Il soutient qu’une force de l’ONU soutiendrait le gouvernement actuel, qui, selon lui, a été installé via des élections corrompues et coopère avec les gangs. « Tant que la police viendra protéger un gouvernement répressif, il y aura plus de répression. »
Boby Sander, qui vit à Port-au-Prince et est le directeur national d’Haïti pour l’organisation d’aide chrétienne Food for the Hungry, est moins préoccupé par le gouvernement légitime. Sa plus grande crainte est de savoir si les policiers kenyans peuvent rivaliser avec la puissance de feu des gangs haïtiens. Il aimerait voir une intervention militaire forte – ce qu’il a appelé « des bottes sur le terrain ».

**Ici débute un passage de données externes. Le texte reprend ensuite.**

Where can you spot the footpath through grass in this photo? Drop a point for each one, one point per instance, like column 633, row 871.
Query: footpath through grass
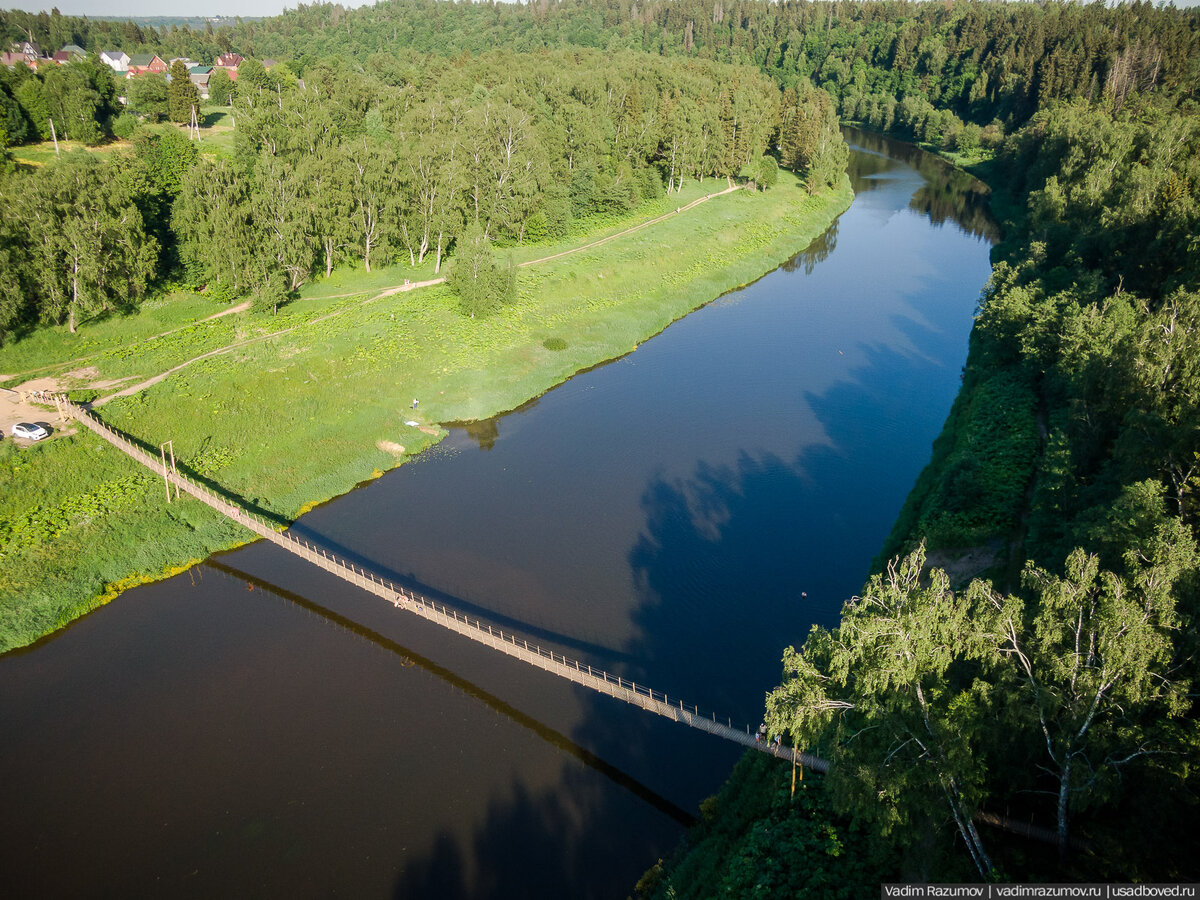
column 292, row 420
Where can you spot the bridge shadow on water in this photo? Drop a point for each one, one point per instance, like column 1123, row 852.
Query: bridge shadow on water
column 598, row 654
column 496, row 703
column 529, row 843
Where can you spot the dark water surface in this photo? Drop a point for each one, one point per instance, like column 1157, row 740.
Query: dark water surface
column 259, row 729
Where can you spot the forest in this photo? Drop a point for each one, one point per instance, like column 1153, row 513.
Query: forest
column 365, row 165
column 1055, row 687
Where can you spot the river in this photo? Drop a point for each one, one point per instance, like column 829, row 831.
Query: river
column 258, row 729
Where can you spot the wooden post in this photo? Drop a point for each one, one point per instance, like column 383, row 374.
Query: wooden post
column 162, row 451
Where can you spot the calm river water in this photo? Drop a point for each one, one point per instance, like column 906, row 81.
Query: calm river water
column 258, row 729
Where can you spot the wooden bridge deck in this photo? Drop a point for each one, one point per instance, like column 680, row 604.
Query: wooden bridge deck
column 475, row 629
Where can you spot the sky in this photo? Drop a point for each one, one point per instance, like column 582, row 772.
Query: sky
column 198, row 7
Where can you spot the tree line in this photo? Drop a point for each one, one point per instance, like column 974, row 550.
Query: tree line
column 1060, row 690
column 394, row 161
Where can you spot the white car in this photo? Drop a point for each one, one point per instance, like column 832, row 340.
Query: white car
column 29, row 431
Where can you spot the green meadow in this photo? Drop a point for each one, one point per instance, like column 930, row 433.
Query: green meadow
column 297, row 408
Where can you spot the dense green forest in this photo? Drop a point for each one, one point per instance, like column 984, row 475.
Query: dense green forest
column 365, row 165
column 1060, row 691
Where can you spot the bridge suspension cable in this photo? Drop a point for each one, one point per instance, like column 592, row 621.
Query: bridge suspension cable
column 415, row 603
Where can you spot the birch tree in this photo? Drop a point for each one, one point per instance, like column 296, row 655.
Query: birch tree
column 1095, row 663
column 883, row 694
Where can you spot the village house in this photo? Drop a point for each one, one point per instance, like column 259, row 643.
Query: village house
column 22, row 52
column 117, row 60
column 229, row 63
column 147, row 63
column 70, row 53
column 199, row 76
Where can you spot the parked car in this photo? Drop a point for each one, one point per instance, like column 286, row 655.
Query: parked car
column 30, row 431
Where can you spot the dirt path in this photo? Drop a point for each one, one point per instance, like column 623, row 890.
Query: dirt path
column 387, row 292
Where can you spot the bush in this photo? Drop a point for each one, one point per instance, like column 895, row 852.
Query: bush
column 125, row 125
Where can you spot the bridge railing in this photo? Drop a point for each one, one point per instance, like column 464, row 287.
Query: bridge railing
column 508, row 642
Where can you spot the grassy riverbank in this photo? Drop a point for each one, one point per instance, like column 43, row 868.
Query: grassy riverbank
column 306, row 405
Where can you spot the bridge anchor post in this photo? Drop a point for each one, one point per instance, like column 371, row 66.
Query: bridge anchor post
column 162, row 451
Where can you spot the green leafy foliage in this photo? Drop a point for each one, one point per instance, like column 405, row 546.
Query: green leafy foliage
column 759, row 839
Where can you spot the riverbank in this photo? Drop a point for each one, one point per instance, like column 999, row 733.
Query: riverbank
column 323, row 402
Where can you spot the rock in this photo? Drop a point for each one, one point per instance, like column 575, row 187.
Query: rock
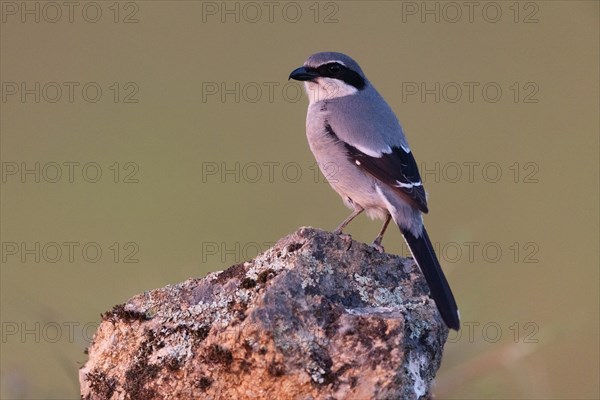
column 317, row 316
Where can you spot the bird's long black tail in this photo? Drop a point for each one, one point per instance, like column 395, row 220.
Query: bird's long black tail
column 424, row 255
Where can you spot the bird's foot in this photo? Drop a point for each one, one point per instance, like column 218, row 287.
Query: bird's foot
column 377, row 244
column 378, row 247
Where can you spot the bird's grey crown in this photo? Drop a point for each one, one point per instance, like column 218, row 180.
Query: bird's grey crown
column 318, row 59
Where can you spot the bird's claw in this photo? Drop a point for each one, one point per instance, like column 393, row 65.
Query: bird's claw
column 377, row 246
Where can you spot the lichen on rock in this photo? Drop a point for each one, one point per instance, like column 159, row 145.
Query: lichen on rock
column 313, row 317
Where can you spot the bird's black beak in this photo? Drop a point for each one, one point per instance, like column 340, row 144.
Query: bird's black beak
column 303, row 74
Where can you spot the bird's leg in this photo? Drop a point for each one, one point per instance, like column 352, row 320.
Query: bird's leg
column 345, row 222
column 377, row 242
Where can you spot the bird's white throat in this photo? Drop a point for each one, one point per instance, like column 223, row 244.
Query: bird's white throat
column 327, row 88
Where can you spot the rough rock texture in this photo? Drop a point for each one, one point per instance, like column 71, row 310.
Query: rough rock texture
column 317, row 316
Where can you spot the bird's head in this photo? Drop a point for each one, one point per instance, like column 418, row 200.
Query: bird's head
column 330, row 75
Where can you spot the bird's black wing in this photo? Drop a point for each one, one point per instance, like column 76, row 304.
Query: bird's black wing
column 397, row 169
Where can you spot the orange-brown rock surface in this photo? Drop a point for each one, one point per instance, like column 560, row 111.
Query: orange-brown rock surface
column 317, row 316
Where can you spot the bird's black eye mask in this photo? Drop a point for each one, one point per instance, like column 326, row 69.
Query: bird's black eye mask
column 338, row 71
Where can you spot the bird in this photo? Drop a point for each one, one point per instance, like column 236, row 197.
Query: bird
column 362, row 151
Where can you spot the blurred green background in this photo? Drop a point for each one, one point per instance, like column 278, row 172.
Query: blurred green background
column 184, row 109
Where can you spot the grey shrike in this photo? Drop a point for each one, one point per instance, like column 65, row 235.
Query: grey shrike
column 362, row 151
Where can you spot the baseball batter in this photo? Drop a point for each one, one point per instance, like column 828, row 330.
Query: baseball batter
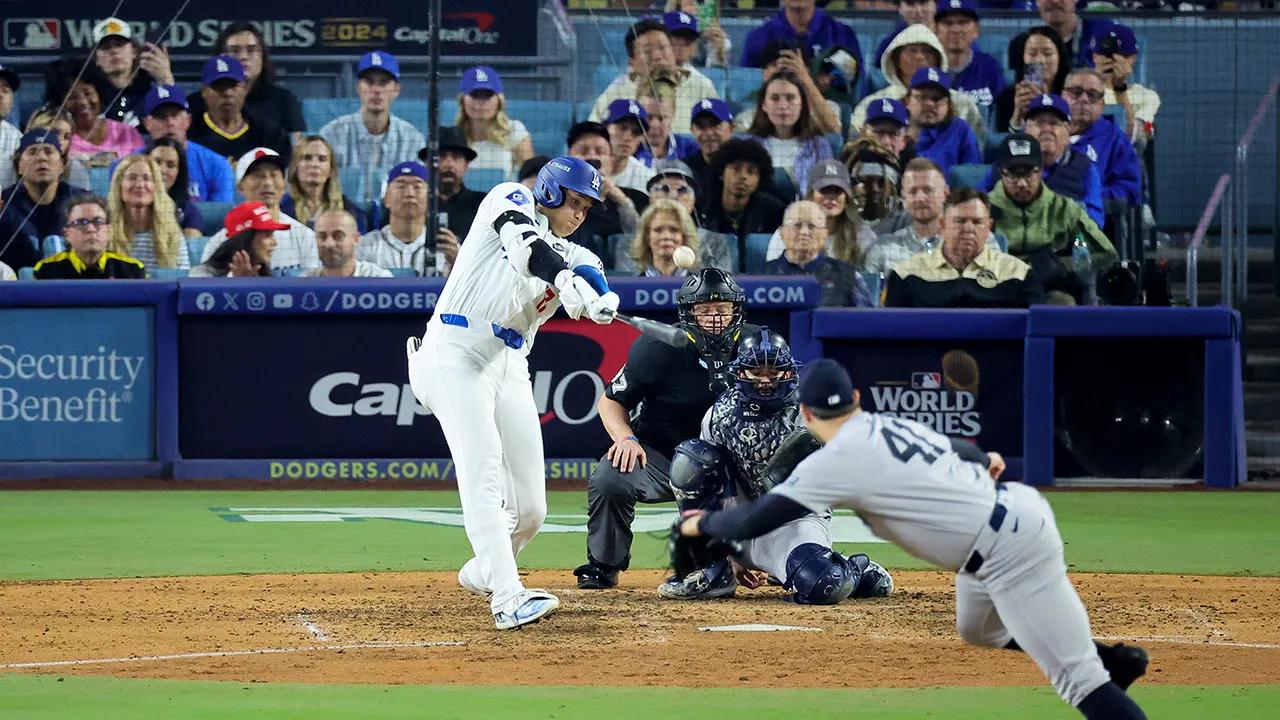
column 752, row 438
column 471, row 368
column 936, row 500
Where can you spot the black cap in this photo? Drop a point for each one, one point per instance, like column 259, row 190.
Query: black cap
column 824, row 383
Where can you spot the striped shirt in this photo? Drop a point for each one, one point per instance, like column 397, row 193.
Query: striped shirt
column 296, row 247
column 384, row 249
column 374, row 155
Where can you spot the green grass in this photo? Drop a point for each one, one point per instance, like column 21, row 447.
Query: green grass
column 54, row 534
column 37, row 697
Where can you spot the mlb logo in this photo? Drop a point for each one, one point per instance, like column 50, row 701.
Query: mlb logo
column 32, row 33
column 926, row 381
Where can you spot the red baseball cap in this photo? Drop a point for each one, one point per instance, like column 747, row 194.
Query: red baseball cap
column 251, row 217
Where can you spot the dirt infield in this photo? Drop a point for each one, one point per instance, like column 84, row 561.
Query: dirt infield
column 423, row 628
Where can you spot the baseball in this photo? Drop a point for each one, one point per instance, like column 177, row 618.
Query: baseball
column 685, row 258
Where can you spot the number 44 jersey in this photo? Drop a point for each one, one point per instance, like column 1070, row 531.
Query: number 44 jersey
column 904, row 481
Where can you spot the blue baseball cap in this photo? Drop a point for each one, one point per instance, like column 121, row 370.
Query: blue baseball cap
column 161, row 95
column 408, row 168
column 826, row 383
column 714, row 106
column 378, row 60
column 40, row 136
column 956, row 7
column 480, row 77
column 926, row 77
column 1125, row 42
column 887, row 109
column 222, row 67
column 626, row 109
column 681, row 22
column 1048, row 104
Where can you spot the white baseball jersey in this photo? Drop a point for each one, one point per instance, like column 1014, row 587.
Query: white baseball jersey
column 904, row 481
column 487, row 287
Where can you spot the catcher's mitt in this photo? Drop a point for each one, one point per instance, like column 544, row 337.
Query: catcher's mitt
column 694, row 554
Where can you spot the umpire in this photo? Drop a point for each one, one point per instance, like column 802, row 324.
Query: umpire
column 654, row 402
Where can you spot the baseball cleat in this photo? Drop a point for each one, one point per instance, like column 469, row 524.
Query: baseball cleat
column 526, row 607
column 708, row 583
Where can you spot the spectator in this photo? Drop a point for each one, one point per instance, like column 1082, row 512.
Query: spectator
column 846, row 233
column 129, row 68
column 648, row 53
column 786, row 127
column 314, row 185
column 248, row 246
column 627, row 123
column 886, row 124
column 874, row 173
column 973, row 72
column 740, row 203
column 499, row 142
column 690, row 45
column 713, row 124
column 673, row 181
column 457, row 200
column 803, row 23
column 373, row 140
column 1101, row 140
column 33, row 206
column 804, row 228
column 167, row 114
column 1045, row 228
column 9, row 135
column 528, row 174
column 265, row 100
column 144, row 218
column 260, row 178
column 967, row 272
column 940, row 135
column 337, row 236
column 87, row 233
column 96, row 139
column 1075, row 32
column 1038, row 69
column 74, row 169
column 170, row 156
column 924, row 192
column 657, row 95
column 618, row 210
column 1115, row 51
column 910, row 12
column 663, row 227
column 910, row 50
column 225, row 127
column 403, row 242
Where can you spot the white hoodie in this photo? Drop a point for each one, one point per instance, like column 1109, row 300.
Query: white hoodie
column 965, row 108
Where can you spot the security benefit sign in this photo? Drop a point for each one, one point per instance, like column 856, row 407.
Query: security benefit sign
column 963, row 390
column 337, row 386
column 77, row 383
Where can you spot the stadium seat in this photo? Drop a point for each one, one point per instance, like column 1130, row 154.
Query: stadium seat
column 196, row 249
column 213, row 213
column 969, row 174
column 757, row 247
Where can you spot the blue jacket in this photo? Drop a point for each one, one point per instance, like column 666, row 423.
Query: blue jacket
column 982, row 80
column 950, row 144
column 823, row 32
column 1115, row 158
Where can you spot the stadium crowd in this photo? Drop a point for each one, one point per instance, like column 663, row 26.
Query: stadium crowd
column 922, row 180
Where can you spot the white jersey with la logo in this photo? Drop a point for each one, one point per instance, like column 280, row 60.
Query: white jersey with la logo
column 485, row 287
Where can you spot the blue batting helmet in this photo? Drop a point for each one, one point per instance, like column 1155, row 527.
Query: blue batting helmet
column 566, row 173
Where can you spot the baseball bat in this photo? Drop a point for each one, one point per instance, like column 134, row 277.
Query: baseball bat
column 663, row 332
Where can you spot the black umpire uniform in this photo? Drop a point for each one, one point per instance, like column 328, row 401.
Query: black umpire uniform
column 666, row 391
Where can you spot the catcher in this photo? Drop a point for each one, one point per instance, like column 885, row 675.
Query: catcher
column 750, row 441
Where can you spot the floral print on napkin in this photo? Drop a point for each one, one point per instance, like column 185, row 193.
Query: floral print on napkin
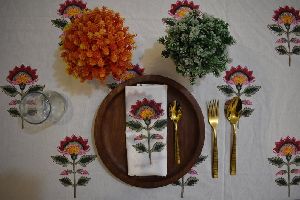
column 19, row 78
column 287, row 28
column 74, row 147
column 146, row 111
column 287, row 160
column 242, row 79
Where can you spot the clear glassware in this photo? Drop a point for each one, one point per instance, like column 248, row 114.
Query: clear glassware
column 38, row 107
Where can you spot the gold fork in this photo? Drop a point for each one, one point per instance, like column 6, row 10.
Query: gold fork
column 213, row 119
column 175, row 115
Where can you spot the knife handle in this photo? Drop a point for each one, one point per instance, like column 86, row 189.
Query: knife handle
column 215, row 155
column 233, row 152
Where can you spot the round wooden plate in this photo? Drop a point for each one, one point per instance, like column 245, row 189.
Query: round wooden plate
column 109, row 133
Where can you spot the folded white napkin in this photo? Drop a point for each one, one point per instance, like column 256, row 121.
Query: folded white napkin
column 146, row 130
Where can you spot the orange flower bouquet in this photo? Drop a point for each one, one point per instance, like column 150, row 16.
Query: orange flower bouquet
column 96, row 44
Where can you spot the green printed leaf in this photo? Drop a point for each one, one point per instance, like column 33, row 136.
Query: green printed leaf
column 200, row 159
column 246, row 112
column 295, row 180
column 281, row 181
column 296, row 50
column 296, row 30
column 169, row 21
column 160, row 124
column 191, row 181
column 14, row 112
column 61, row 160
column 294, row 40
column 10, row 90
column 83, row 181
column 277, row 161
column 35, row 88
column 176, row 183
column 281, row 172
column 277, row 29
column 135, row 125
column 140, row 147
column 281, row 50
column 251, row 90
column 59, row 23
column 226, row 89
column 158, row 147
column 86, row 159
column 66, row 181
column 296, row 160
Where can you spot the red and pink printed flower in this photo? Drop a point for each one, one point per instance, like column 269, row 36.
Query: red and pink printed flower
column 22, row 76
column 71, row 8
column 286, row 15
column 73, row 146
column 146, row 110
column 287, row 146
column 181, row 8
column 239, row 76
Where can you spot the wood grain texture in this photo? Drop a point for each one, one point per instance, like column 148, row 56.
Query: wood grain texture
column 109, row 133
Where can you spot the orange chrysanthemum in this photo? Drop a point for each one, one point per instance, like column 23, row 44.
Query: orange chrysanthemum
column 96, row 44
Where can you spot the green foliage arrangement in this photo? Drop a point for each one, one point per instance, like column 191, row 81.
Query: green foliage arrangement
column 198, row 44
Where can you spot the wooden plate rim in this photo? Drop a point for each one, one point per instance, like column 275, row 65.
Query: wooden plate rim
column 148, row 181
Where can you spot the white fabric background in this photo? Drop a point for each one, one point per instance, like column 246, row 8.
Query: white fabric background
column 138, row 163
column 27, row 37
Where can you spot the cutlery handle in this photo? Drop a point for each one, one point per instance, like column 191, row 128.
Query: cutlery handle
column 177, row 151
column 215, row 155
column 233, row 151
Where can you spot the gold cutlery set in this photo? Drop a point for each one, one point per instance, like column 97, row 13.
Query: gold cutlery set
column 232, row 112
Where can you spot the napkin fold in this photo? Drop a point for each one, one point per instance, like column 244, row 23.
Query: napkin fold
column 146, row 129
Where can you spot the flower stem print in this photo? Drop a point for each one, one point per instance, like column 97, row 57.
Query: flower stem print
column 20, row 76
column 146, row 110
column 287, row 24
column 239, row 77
column 76, row 148
column 289, row 149
column 191, row 180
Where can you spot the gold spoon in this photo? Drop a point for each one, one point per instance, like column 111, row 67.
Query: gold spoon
column 232, row 112
column 175, row 115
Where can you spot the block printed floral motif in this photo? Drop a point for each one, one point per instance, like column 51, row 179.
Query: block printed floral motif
column 146, row 111
column 287, row 28
column 241, row 78
column 192, row 179
column 76, row 148
column 21, row 76
column 287, row 150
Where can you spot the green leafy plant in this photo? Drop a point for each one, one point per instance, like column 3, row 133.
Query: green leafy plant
column 239, row 83
column 197, row 43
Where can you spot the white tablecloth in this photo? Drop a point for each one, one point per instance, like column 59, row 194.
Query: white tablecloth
column 27, row 37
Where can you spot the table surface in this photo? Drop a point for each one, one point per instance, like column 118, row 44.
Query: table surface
column 27, row 37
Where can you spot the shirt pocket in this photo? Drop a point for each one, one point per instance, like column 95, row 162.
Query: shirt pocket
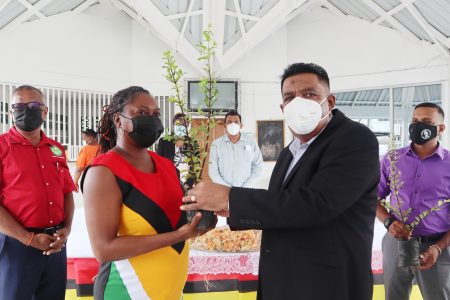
column 60, row 167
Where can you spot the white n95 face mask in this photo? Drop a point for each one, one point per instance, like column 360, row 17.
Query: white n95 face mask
column 233, row 128
column 179, row 130
column 303, row 115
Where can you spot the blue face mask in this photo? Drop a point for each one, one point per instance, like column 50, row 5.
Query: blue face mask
column 179, row 130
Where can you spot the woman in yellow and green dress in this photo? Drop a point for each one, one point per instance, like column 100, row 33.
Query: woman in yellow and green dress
column 132, row 198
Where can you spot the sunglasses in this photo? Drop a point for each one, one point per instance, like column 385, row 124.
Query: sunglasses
column 30, row 105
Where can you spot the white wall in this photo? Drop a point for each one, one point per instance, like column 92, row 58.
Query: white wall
column 88, row 51
column 102, row 49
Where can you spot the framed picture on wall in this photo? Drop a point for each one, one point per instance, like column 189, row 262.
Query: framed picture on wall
column 270, row 135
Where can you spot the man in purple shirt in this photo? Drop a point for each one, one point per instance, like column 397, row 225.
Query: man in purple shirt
column 424, row 168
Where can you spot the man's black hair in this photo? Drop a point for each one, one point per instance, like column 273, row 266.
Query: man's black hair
column 432, row 105
column 301, row 68
column 90, row 132
column 232, row 113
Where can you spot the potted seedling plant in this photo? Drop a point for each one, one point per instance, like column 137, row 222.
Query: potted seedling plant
column 193, row 136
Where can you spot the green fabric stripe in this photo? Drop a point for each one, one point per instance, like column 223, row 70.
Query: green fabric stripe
column 115, row 288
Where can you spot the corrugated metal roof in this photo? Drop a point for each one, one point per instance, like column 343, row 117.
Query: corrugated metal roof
column 408, row 20
column 356, row 9
column 11, row 11
column 437, row 13
column 171, row 7
column 402, row 96
column 387, row 5
column 56, row 7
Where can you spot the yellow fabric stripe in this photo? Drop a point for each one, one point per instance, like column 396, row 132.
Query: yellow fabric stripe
column 378, row 294
column 164, row 270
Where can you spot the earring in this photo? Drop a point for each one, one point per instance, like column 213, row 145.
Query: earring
column 122, row 132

Sander a déclaré que sur son personnel local d’environ 60 personnes, sept sont partis pour l’Amérique. Il comprend pourquoi ils ne veulent pas rester en Haïti. « Les gens ont besoin de quelque chose pour leur donner de l’espoir. »
Pendant ce temps, les Haïtiens qui ne peuvent pas partir ont désespérément besoin d’aide contre les criminels armés. Vanderpool a déclaré que LiveBeyond avait interrogé 1 000 personnes dans sa région et que 98 % étaient favorables à une intervention militaire américaine.
Près de Thomazeau, les femmes enceintes ont trop peur des gangs pour se rendre le soir à l’hôpital de LiveBeyond pour accoucher. Le taux d’accouchement typique de cinq à six bébés par jour pendant le quart de nuit de l’hôpital est tombé à environ un par semaine. « Cela signifie qu’ils livrent à domicile », a déclaré Vanderpool. « Et cela signifie que beaucoup de bébés meurent. Cela signifie que beaucoup de mères meurent.